In an article noting the VOA's 35th anniversary on Thursday, Tass commentator Yuri Kornilov said the radio, which broadcasts in several Soviet languages, has become "one of the most powerful mouthpieces of American imperialism." He reserved particular criticism for coverage of the activities of Soviet human-rights activists.

"It raises a hullabaloo round mythical 'human-rights infringement' in the U.S.S.R. and other socialist countries, concocted in the kitchens of Western propaganda centers," Kornilov wrote.

The VOA has been regularly reporting the growing controversy between the United States and the Soviet Union on human-rights questions as the Carter administration has focused on the issue. This coverage has included the activities of Soviet dissidents.

Soviet radio and newspapers in recent days have given prominence to an increasing number of articles on alleged human-rights infringement in the United States.
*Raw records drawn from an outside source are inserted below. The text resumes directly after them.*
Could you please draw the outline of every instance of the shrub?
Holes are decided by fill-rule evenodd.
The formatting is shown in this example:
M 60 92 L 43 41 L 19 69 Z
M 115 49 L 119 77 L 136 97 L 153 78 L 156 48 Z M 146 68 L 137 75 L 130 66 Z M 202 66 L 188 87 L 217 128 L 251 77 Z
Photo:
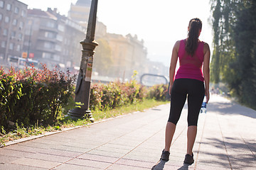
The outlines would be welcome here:
M 11 68 L 8 73 L 1 69 L 0 74 L 0 126 L 9 121 L 25 126 L 53 123 L 73 94 L 74 76 L 44 65 L 43 69 Z

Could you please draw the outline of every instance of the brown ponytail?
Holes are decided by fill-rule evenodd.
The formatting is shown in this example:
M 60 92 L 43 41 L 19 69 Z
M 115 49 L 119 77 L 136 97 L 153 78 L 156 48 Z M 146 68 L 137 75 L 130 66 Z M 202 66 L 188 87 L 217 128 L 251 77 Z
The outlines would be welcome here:
M 193 56 L 198 46 L 199 31 L 202 29 L 202 21 L 199 18 L 193 18 L 189 21 L 188 38 L 185 50 Z

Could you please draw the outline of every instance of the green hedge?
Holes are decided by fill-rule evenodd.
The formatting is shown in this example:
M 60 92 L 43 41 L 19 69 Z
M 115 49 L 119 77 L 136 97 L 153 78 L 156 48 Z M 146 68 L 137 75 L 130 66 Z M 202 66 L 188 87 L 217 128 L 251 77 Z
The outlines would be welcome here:
M 134 80 L 126 83 L 95 84 L 91 86 L 90 107 L 91 110 L 112 109 L 142 101 L 146 95 L 146 87 Z
M 57 120 L 73 94 L 75 77 L 57 69 L 0 69 L 0 127 L 9 121 L 25 126 L 47 125 Z
M 34 67 L 8 72 L 0 69 L 0 128 L 8 128 L 9 121 L 24 126 L 48 125 L 58 120 L 62 111 L 74 104 L 74 81 L 57 69 Z M 94 84 L 90 89 L 90 109 L 112 109 L 136 103 L 145 98 L 166 100 L 166 85 L 147 88 L 133 80 L 108 84 Z

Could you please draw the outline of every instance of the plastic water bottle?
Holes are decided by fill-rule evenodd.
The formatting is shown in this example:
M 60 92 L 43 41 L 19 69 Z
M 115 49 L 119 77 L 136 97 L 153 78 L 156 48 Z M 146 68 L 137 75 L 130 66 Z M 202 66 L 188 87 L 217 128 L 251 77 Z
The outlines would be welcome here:
M 202 103 L 202 106 L 201 106 L 201 113 L 206 113 L 206 98 L 205 97 L 203 98 L 203 101 Z

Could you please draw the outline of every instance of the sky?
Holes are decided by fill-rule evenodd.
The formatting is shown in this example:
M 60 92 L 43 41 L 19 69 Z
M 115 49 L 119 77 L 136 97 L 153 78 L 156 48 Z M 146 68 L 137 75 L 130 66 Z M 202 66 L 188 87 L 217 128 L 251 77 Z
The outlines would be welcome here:
M 68 16 L 71 3 L 77 0 L 19 0 L 28 8 L 57 8 Z M 147 57 L 169 67 L 176 41 L 187 36 L 193 18 L 203 22 L 200 40 L 209 44 L 212 51 L 212 29 L 209 0 L 99 0 L 97 18 L 107 32 L 137 35 L 147 48 Z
The Tass commentary did not directly threaten to resume jamming VOA broadcasts, which the Soviets stopped in September 1973 at the height of detente.

The language of the commentary, however, was similar to attacks regularly leveled at the Radio Free Europe and Radio Liberty, U.S.-sponsored stations that broadcast to Eastern Europe and the Soviet Union respectively. Both stations are frequently jammed.

Today's harsh commentary has been preceded by a build-up of less intense attacks over the past two weeks. Western observers in Moscow noted that these attacks usually have been in articles or broadcasts meant for foreign consumption.

In other developments in the Soviet Union and Eastern Europe:

Tass ridiculed Western news reports of microwave radiation at the U.S. embassy in Moscow, calling them a part of a campaign to worsen U.S.-Soviet relations.

Soviet human-rights activist Ludmila Alexeyeva emigated from the Soviet Union with her husband and son. They have exit visas for Israel but hope to settle in the United States, friends in Moscow said.

Romanian Deputy Prime Minister Cornel Burtica met with dissident leader Paul Goma in an effort to cool the country's human-rights campaign, according to Western diplomatic sources interviewed in Bucharest by UPI by telephone from Belgrade, Yugoslavia.